Question

2 lines intersect. Where the 2 lines intersect, 4 angles are created. Labeled clockwise, from uppercase right: angle 1 (3 x minus 1) degrees, angle 2 is blank, angle 3 (2 x + 9) degrees, and angle 4 is blank.
What are the numerical measures of each angle in the diagram?
∠1 and ∠3 measure degrees.
∠2 and ∠4 measure degrees.

Answer 1

Firstly, vertical angles can be defined as a pair of opposite angles formed by intersecting lines.

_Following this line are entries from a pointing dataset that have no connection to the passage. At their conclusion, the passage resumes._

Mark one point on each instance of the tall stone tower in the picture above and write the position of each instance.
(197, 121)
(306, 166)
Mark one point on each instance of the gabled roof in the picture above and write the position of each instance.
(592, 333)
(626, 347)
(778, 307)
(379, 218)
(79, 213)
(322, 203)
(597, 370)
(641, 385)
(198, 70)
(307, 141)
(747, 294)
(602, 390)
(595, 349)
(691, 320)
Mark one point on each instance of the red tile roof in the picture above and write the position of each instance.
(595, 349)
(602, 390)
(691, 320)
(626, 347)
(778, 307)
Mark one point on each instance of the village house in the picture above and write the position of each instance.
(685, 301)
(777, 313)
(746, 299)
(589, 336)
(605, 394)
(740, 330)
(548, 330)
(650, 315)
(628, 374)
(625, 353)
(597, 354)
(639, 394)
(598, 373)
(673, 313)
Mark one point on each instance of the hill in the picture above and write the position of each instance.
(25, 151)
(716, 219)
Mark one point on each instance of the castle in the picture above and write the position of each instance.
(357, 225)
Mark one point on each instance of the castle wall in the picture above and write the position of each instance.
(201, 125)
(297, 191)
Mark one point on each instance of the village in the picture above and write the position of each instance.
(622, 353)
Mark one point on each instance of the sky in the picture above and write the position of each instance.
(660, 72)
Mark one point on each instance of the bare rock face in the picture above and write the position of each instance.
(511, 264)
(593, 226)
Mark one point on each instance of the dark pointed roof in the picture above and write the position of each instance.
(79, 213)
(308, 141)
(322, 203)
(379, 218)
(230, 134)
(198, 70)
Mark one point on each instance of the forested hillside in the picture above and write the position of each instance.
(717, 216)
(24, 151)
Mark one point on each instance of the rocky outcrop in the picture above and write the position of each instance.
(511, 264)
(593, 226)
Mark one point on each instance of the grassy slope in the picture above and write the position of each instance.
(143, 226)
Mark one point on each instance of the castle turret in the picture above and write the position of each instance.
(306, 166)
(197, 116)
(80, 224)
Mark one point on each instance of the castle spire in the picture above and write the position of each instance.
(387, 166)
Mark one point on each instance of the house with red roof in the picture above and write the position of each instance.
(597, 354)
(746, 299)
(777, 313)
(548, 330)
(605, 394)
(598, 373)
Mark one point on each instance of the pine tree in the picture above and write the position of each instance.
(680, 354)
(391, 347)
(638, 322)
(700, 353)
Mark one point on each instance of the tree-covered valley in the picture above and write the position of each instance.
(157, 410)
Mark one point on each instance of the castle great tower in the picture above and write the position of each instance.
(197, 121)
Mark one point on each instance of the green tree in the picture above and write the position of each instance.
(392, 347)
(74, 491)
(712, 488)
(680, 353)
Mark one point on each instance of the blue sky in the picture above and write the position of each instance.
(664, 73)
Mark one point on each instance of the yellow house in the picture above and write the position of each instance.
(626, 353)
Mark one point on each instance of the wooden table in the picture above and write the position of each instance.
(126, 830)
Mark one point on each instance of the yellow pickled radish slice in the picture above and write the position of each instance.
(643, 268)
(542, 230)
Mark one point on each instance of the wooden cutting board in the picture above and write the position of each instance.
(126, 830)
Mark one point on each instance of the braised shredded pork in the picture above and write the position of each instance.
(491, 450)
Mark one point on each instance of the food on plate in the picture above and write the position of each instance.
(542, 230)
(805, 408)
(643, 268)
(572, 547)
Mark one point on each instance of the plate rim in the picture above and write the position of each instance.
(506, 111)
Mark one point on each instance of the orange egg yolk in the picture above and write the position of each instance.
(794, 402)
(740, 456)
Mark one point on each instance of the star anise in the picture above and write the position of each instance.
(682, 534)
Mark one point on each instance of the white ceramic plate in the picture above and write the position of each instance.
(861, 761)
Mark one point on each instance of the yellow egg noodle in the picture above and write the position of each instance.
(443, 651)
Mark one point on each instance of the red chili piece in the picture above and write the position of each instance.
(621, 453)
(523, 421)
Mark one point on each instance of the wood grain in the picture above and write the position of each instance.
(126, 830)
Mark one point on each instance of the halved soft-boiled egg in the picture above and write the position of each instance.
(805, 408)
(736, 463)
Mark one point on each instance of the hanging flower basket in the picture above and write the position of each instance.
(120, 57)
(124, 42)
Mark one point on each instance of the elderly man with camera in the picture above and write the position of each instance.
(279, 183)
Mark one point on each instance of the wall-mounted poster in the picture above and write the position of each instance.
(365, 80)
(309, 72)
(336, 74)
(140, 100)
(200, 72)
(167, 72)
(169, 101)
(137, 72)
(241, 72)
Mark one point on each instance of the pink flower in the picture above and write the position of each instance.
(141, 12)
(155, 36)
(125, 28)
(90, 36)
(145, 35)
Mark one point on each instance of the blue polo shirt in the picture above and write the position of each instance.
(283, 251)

∴ They are always congruent to each other

As per the diagram below,

∠1 = ∠3 [∵ vertical angles are always equal] ...(Eqn. 1)

Similarly, ∠2 = ∠4

Now;

∠1 + ∠2 = 180° (linear pair) ...(Eqn. 2)

Likewise, ∠3 + ∠4 = 180°

According to the question;

∠1 = $(3x-1)$°

∠3 = $(2x + 9)$°

On substituting these values in Eqn. 1, we get,

$(3x - 1) = (2x +9)$

⇒ $3x - 2x = 9 + 1$

⇒ $x = 10$

∴ Measure of ∠1 = $(3x - 1)$° $= (3$ × $10 - 1)$° $= 29$°

Similarly, measure of ∠3 = $29$° (as per Eqn. 1)

Now, for finding the values of ∠2 and ∠4 respectively, we have to substitute the value of ∠1 in Eqn. 2;

∠1 + ∠2 = 180°

∴ 29° + ∠2 = 180°

⇒ ∠2 = (180 - 29)°

⇒ ∠2 = 151°

So, the measure of ∠2 = 151°

Then, the measure of ∠ 4 = 151° (since ∠2 = ∠4)

Ans) ∠1 and ∠3 measure 29° each. ∠2 and ∠4 measure 151° each.